Many models might be actually quite simple things: just a character
For instance. The screen position of each object is still required
though, and some kind of event handling and possibly a specialized
screen representation is usually required.
Further, a heavyweight window currently winds
up getting a border around it.
As can be seen in figure , the light weight views have
only been used to represent the pieces of the equation on the screen.
A boiteView structure exists for each glyph displayed in a window. They are not shared
between windows if the boite happens to be displayed in multiple
windows. The boiteView records the actual window position at
which the glyph has been painted, while the boite records just its
size. The boites position in the structure determines the relative
location, but computation of the actual position from this structure
is not something one wants to do while processing mouse clicks. The
boiteView structure provides a good place to store things,
and already provides the event dispatching based on event
position.
The topView object, as previously described, is the top
level object. It has the top level X window associated with it, and
all other objects descend from it in some way or another, as was shown
in figure .
equationView is a object that abstracts the mechanisms needed to display an equation. Its two specializations, stackEquationView and masterEquationView differ only in the way that they calculate their window position and size.
One problem that arose was connecting each of these windows with the topView. The windows were are already connected because they are subviews of the topView, however, distinguishing which is which is a problem. When constructing the prototypical topView object, it is easy to insert pointers to subviews into the appropriate places in the object, but new objects are instantiating, they are cloned from their prototype.
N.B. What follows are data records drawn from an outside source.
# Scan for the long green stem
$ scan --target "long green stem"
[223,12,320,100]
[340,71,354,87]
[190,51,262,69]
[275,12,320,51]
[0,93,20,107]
The compoundView object makes sure to clone all its subviews as well, but this would leave the previously inserted pointers pointing at the original (prototypical) objects. A post-cloning cleanup needed to be done, and was added in topView.
Finally, the button objects are specialized views that invoke particular actions when they receive events. These events will described in the next section. The editorButtons object is just a place holder to gather the various kinds of buttons that have been defined in one place. The buttons themselves are really just specializations of either textButton or imageButton, which is appropriate. Since the only difference between the buttons is the performAction method, these are actually prototypes to be cloned.